Navigare necesse est, vivere non est necesse. Plutarco



¡Qué forma tan diferente de viajar! La experiencia hace que me detenga ante un paisaje urbano o un solo cuadro en un museo. Paladeo la contemplación , vivo el presente de un modo tan intenso como desconocido. En otros momentos el placer del viaje residía en poderlo explicar a la vuelta, el placer estaba en un momento futuro. Ya no, el momento en sí me da placer. Es la madurez. El tiempo se acelera y por eso no aplazo nada. El momento presente es lo único que tengo.

Foto: Nina Masó

El verano: Flotando panza arriba en el mar revisaba qué es lo que de verdad me importa, qué me interesa en serio, de quién quiero rodearme... y la vida parecía así, acunada por el vaivén de las olas, simple y sencilla. En remojo si hace calor, unos fresquísimos calamares a la plancha si tengo hambre, navegando por internet si se me despierta la curiosidad por saber... charlando con los amigos si me da punzadas la soledad.

Instagram @NATGEO

Ganar no es un objetivo, es una recompensa. En estos días de tránsito entre las vacaciones y la vuelta a la vorágine del trabajo, me pregunto en el silencio de la ciudad en agosto, qué me gustaría conseguir este otoño, este nuevo curso... Está claro: rodearme de los mejores, estar con los que me entienden, cuidar a los que me quieren, apoyar a los que empiezan o a los que han caído, conocer a los que me complementan. Eso es el "éxito".
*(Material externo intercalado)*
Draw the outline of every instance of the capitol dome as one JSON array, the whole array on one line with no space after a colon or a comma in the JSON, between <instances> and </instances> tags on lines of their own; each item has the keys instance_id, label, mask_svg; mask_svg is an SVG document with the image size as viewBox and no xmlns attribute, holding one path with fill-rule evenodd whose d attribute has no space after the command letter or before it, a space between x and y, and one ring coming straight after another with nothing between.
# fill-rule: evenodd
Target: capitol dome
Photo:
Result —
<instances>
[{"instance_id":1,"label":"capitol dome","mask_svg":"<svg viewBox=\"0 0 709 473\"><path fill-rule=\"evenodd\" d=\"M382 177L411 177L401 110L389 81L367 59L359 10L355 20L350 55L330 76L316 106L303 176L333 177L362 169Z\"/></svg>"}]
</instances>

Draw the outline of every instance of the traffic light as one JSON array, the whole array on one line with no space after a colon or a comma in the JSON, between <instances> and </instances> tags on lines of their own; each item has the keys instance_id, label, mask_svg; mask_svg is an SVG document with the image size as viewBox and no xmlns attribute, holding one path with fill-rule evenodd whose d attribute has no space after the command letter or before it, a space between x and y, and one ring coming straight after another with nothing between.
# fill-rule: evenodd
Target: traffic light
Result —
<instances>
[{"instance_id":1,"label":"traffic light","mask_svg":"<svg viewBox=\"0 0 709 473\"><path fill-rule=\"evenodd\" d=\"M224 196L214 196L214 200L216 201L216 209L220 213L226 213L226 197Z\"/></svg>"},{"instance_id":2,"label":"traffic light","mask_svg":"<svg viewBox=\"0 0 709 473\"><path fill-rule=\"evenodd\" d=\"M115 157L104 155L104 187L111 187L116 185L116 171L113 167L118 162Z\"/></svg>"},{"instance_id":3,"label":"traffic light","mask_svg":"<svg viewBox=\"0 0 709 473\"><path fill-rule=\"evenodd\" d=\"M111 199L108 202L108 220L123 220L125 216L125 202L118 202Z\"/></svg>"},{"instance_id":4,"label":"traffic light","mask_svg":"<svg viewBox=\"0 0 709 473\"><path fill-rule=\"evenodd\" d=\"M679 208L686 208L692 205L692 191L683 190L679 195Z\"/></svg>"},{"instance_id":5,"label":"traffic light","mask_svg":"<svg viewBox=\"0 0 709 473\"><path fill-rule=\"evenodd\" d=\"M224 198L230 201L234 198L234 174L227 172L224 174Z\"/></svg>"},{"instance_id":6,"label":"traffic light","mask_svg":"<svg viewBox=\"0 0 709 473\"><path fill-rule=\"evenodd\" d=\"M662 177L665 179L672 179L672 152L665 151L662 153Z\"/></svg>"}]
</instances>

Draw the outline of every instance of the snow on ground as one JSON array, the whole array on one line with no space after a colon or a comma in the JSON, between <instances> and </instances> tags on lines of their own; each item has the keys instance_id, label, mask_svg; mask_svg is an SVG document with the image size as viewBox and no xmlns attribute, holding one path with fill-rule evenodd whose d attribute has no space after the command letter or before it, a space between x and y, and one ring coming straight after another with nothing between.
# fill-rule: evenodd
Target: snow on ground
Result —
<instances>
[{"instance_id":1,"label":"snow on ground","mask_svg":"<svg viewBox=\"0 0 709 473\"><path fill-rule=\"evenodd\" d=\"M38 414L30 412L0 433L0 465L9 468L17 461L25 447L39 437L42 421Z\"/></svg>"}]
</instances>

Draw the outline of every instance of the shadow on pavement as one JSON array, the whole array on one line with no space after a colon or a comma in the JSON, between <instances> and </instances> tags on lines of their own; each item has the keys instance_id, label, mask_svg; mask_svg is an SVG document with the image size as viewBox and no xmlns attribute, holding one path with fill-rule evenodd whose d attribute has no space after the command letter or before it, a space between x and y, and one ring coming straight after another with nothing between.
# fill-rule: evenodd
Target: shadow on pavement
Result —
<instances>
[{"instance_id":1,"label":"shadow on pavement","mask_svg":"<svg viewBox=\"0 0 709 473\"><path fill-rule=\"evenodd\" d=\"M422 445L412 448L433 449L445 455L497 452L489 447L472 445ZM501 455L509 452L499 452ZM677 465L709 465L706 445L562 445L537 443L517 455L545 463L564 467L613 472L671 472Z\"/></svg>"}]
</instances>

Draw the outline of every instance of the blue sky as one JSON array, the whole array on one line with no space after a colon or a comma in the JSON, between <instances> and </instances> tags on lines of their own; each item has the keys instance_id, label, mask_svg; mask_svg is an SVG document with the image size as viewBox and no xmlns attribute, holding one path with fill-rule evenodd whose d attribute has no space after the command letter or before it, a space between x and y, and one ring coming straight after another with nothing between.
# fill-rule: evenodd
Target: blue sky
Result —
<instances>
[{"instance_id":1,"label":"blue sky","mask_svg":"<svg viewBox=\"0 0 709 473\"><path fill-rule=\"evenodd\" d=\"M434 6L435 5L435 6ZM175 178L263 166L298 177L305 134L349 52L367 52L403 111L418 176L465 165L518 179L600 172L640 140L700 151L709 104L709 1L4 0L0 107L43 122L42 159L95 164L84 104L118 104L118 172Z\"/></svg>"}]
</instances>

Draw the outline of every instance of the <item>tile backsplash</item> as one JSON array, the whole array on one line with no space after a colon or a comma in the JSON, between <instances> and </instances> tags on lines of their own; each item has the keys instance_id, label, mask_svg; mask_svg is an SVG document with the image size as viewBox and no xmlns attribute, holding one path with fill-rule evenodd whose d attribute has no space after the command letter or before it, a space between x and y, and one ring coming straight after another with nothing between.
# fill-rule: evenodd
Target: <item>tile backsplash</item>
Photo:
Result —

#Jellyfish #aquarium @robertclarkphoto
Me gusta estar sola. Es el tiempo de la ensoñación. Hablo conmigo misma y me descubro como entrañable interlocutora. Me ha costado años y años aceptar mi sola compañía. A solas pienso, hablo, canto, bailo y río, sobre todo me burlo un poquito de mí misma y mis trascendencias... A solas me perdono y lamo mis heridas...

Instagram: @NATGEO
No me doy permiso para la indolencia y eso hace que me sienta culpable a menudo. Miro a mi alrededor si me tiro en el sofá con una novela en las manos con la sana intención de distraerme. Creo que fueron los jesuitas y mi padre quienes me inculcaron esa obsesión por el trabajo y la "producción". Incorporo la lectura de novelas a mis disciplinas laborales y... asunto resuelto.